The Book of Isaiah (Hebrew: ספר ישעיהו, [ˈsɛ.fɛr jə.ʃaʕ.ˈjaː.hu]) is the first of the Latter Prophets in the Hebrew Bible and the first of the Major Prophets in the Christian Old Testament. It is identified by a superscription as the words of the 8th-century BCE prophet Isaiah ben Amoz, but there is extensive evidence that much of it was composed during the Babylonian captivity and later. Johann Christoph Döderlein suggested in 1775 that the book contained the works of two prophets separated by more than a century, and Bernhard Duhm originated the view, held as a consensus through most of the 20th century, that the book comprises three separate collections of oracles: Proto-Isaiah (chapters 1–39), containing the words of the 8th-century BCE prophet Isaiah; Deutero-Isaiah (chapters 40–55), the work of an anonymous 6th-century BCE author writing during the Exile; and Trito-Isaiah (chapters 56–66), composed after the return from Exile. Isaiah 1–33 promises judgment and restoration for Judah, Jerusalem and the nations, and chapters 34–66 presume that judgment has been pronounced and restoration follows soon. While virtually no scholars today attribute the entire book, or even most of it, to one person, the book’s essential unity has become a focus in more recent research.

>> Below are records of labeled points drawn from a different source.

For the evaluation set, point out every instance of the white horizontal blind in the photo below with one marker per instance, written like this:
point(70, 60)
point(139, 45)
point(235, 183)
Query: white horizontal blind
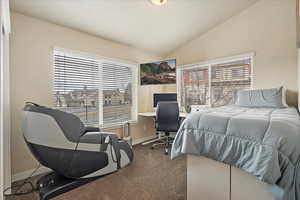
point(215, 84)
point(195, 86)
point(76, 81)
point(117, 93)
point(227, 79)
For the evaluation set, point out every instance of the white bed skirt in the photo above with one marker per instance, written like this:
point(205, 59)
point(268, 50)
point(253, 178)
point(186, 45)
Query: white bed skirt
point(211, 180)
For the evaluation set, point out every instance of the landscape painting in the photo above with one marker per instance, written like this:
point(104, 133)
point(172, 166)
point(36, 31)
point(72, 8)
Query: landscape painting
point(162, 72)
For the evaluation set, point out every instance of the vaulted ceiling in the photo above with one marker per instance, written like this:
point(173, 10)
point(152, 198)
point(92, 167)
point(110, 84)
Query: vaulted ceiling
point(138, 23)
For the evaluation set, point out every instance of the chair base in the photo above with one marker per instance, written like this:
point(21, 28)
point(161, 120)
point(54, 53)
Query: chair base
point(166, 142)
point(52, 185)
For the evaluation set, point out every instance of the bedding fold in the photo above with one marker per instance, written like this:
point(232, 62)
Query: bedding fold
point(264, 142)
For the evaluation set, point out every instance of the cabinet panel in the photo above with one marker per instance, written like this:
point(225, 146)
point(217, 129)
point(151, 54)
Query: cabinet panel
point(247, 187)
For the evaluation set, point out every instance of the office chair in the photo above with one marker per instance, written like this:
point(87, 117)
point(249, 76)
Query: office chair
point(167, 120)
point(75, 153)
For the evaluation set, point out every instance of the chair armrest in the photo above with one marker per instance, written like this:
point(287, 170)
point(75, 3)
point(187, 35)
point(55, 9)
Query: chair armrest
point(91, 129)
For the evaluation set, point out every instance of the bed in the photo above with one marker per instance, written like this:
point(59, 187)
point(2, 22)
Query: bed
point(236, 151)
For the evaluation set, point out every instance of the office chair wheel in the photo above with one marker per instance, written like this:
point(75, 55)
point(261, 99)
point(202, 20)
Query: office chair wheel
point(166, 151)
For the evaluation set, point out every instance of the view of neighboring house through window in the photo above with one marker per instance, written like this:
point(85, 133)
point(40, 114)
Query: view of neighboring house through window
point(196, 86)
point(76, 83)
point(215, 84)
point(98, 91)
point(230, 77)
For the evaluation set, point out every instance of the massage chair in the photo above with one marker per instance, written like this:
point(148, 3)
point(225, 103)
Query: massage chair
point(76, 154)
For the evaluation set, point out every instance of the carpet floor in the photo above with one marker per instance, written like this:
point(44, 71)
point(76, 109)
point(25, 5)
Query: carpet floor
point(151, 176)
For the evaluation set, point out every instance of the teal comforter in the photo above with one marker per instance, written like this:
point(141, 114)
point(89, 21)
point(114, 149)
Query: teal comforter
point(264, 142)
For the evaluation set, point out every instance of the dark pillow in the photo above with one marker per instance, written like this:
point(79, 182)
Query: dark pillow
point(267, 98)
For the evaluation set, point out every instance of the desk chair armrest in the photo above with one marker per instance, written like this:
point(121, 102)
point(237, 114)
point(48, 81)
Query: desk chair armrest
point(91, 129)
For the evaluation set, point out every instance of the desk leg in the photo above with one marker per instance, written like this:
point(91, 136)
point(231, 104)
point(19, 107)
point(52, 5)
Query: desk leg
point(127, 137)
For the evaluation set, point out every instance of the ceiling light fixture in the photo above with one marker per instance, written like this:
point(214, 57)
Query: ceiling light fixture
point(159, 2)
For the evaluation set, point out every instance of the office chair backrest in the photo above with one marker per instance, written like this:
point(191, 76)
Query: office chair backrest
point(167, 116)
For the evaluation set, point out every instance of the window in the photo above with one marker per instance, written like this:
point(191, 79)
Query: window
point(116, 86)
point(99, 91)
point(76, 86)
point(218, 83)
point(195, 86)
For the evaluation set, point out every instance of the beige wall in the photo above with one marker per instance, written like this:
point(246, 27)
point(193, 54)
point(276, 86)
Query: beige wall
point(32, 42)
point(267, 28)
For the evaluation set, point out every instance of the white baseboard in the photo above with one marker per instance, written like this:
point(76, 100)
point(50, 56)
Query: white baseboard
point(23, 175)
point(144, 139)
point(41, 170)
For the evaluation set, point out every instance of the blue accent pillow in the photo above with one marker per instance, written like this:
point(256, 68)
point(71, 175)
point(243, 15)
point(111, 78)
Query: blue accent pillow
point(261, 98)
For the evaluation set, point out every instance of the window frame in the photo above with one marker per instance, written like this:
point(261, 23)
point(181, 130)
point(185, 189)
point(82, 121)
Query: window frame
point(101, 59)
point(209, 64)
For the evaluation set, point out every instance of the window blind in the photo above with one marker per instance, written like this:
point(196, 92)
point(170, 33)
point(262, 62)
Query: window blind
point(76, 81)
point(215, 84)
point(195, 88)
point(100, 91)
point(228, 79)
point(117, 97)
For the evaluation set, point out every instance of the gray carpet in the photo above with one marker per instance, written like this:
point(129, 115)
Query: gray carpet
point(152, 176)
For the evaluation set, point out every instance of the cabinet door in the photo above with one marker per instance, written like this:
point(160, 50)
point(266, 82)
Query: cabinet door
point(207, 179)
point(247, 187)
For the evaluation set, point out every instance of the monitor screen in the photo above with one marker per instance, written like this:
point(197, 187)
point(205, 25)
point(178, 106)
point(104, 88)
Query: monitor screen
point(163, 97)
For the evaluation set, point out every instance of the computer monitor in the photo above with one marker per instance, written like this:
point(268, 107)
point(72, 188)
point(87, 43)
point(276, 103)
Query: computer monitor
point(163, 97)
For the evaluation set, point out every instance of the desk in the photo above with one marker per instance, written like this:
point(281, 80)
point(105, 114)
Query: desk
point(153, 114)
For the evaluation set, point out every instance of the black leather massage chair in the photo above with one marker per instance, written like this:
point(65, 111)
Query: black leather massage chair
point(75, 153)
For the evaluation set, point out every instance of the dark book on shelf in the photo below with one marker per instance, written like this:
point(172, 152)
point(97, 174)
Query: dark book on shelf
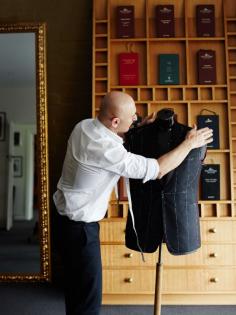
point(212, 122)
point(165, 21)
point(206, 66)
point(125, 21)
point(205, 17)
point(129, 68)
point(210, 182)
point(168, 69)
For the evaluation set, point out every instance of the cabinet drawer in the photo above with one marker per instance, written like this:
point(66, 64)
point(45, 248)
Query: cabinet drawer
point(112, 231)
point(218, 231)
point(199, 280)
point(173, 281)
point(209, 255)
point(120, 255)
point(128, 281)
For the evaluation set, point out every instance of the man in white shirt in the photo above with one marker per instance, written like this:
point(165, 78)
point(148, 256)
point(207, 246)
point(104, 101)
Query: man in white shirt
point(94, 161)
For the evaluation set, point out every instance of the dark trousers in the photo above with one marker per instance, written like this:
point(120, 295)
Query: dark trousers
point(82, 267)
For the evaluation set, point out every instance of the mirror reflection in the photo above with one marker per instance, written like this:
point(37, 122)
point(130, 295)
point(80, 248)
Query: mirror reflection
point(21, 205)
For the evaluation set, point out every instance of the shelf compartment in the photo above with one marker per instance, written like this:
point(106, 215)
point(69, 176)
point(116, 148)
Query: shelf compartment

The book can be read as an extended meditation on the destiny of Jerusalem into and after the Exile. The Deutero-Isaian part of the book describes how God will make Jerusalem the centre of his worldwide rule through a royal saviour (a messiah) who will destroy the oppressor (Babylon); this messiah is the Persian king Cyrus the Great, who is merely the agent who brings about Yahweh’s kingship. Isaiah speaks out against corrupt leaders and for the disadvantaged, and roots righteousness in God’s holiness rather than in Israel’s covenant.
Isaiah was one of the most popular works among Jews in the Second Temple period (c. 515 BCE – 70 CE). In Christian circles, it was held in such high regard as to be called “the Fifth Gospel”, and its influence extends beyond Christianity to English literature and to Western culture in general, from the libretto of Handel’s Messiah to a host of such everyday phrases as “swords into ploughshares” and “voice in the wilderness”.